Eine andere, kleinere hat keinerlei Probleme und schon Blätter an der Oberfläche.
Woran kann das liegen?

Ellen


----------



## ChristianB (11. Mai 2012)

*AW: Seerose bildet keine Schwimmblätter*

Hallo Ellen,

genau das gleiche Bild ist bei mir. Alle Pflanzen sind schon gut gewachsen, nur bei der Seerose -ca. 5 Jahre alt  - ist noch kein Lebenszeichen zu sehen.
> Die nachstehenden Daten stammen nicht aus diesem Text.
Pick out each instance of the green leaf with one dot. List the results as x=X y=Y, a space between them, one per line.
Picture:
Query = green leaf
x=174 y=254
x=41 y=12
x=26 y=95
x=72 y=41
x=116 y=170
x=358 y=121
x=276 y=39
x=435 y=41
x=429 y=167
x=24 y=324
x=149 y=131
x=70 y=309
Gedüngt habe ich diese Jahr nicht, da alle anderen Pflanzen und leider auch die Schwebealgen sehr gut wachsen.


Gruß aus Dortmund
Christian


----------



## kullerbär_2010 (11. Mai 2012)

*AW: Seerose bildet keine Schwimmblätter*

@ Christian, wenn jetzt bei den Seerosen noch garnichts zu sehen ist, also keine Triebe oder gar Blätter, dann ist das wie bei meinem Nachbarn, der hatte die Seerosen über den Winter in ihren Körben in einer wasserbefüllten Mörtelwanne, die Rhizome sind komplett braun, trocken und hart geworden und die Wurzeln sind alle hohl und labbrig, das ganze Ding stinkt wie vergammelt, entweder sind die erforen, vergammelt oder ich weiß nicht? Hat jemand eine Erklärung?


----------



## Ellen (11. Mai 2012)

*AW: Seerose bildet keine Schwimmblätter*

Also meine Rose war wie seit Jahren den ganzen Winter im Teich und sie lebt ja, nur, dass keine Schwimmblätter hochkommen. Hab jetzt erstmal zwei Düngekegel zwischen die Wurzeln gedrückt, mal gucken, ob das hilft. Ist auch schwierig, diese Kegel zu platzieren, da die Rosse in der Mitte vom Teich und ziemlich tieft steht.
Algen wachsen bei mir auch (zum Glück hält sich das im Rahmen!) und die anderen Wasserpflanzen haben auch keine Probleme. 
Hab jetzt zur Beschattung wenigstens erstmal einige Schwimmpflanzen gekauft, 

Ellen


----------



## elkop (11. Mai 2012)

*AW: Seerose bildet keine Schwimmblätter*

hab hier einen thread gelesen, wo jemand supergut beschrieben hat, wie er seine tief stehenden seerosen düngt. du findest diesen faden bestimmt unter seerosen.


----------